As more maternal vaccines become available, programmes and regulators will need to consider how many injections women are willing to receive at a single antenatal visit, and whether vaccines can be safely co-administered or even combined in future.

Funding is another challenge, not only to procure vaccine doses, but also to strengthen the antenatal services needed to deliver them.

Although Gavi has not yet committed to financing GBS vaccines, it is currently supporting countries in preparing for the introduction of maternal RSV vaccines.

“These efforts are expected to strengthen the systems, policies and delivery platforms needed for maternal immunisation, helping ensure that countries are also well positioned to introduce maternal GBS vaccines as soon as they become available,” said Ignacio Esteban, Senior Manager in Gavi’s Policy team.

In its Vaccine Investment Strategy (VIS) 2024, Gavi Board has also granted in-principal approval for future investment in a maternal GBS vaccine.

This could mean that, once a maternal GBS vaccine is licensed and recommended by the WHO, and funding is available, Gavi should be able to support countries with vaccine introduction.

Successful introduction will also depend on building confidence among health workers, pregnant women and household decision-makers.

Surveys conducted through MIRNA in nine African and Asian countries found that 90–95% of pregnant women said they would be willing to receive a maternal vaccine. “The biggest driver was they wanted to protect their babies from disease,” said Barsosio.

However, studies conducted in Kenya and elsewhere, have also indicated that women’s decisions are often strongly influenced by recommendations from trusted healthcare providers.

“That tells us that as we prepare for the introduction of GBS vaccines, we need to start introducing them into our nursing and medical school curriculums, so by the time those doctors and nurses are in practice, they are giving women the right information,” Barsosio said.

What work is underway to lay the foundations for GBS vaccine roll-out?

Successful maternal vaccine introduction requires years of preparation.

“Countries need evidence on disease burden and cost-effectiveness, health systems capable of delivering vaccines through antenatal care services, and healthcare workers, pregnant women and communities who are informed and confident about vaccination,” said Prof Michelle Groome, Principal Researcher at VIDA and co-leader of MIRNA.
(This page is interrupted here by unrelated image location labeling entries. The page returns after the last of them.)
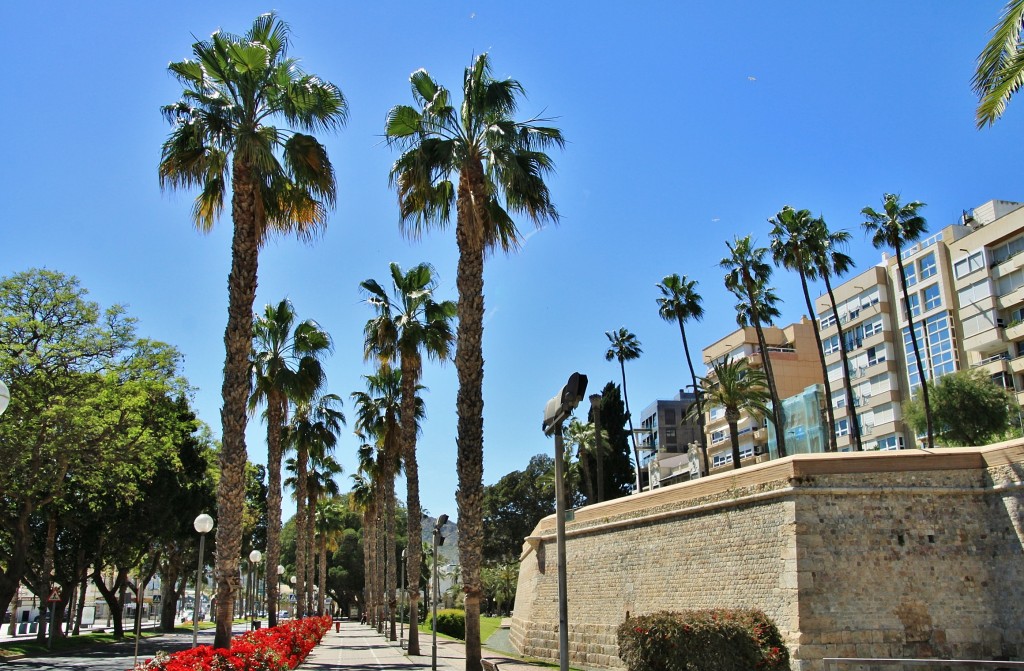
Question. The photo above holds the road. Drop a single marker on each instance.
(116, 657)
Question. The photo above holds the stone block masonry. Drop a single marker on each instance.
(895, 554)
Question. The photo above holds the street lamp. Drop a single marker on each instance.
(438, 540)
(203, 525)
(401, 606)
(556, 412)
(255, 556)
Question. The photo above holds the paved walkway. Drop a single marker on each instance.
(358, 646)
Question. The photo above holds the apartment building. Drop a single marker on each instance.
(966, 295)
(796, 365)
(665, 437)
(866, 317)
To help achieve this, MIRNA is working across the countries it supports to help generate disease burden and economic data, assess health-system readiness and vaccine demand, develop readiness assessment tools and engage policymakers.

“This work will support countries so that they can introduce maternal GBS vaccines rapidly and effectively once they become available,” Groome said.

She added that preparations for introducing maternal RSV vaccines are already helping to lay the groundwork for future GBS vaccination.

“Maternal RSV vaccine introduction efforts are helping countries prepare for pipeline maternal vaccines such as GBS, while readiness assessments are already being designed to support both RSV and GBS vaccine implementation,” said Groome.

“The lessons learned from the RSV vaccine roll-out will accelerate the adoption of GBS and other maternal vaccines when they become available.”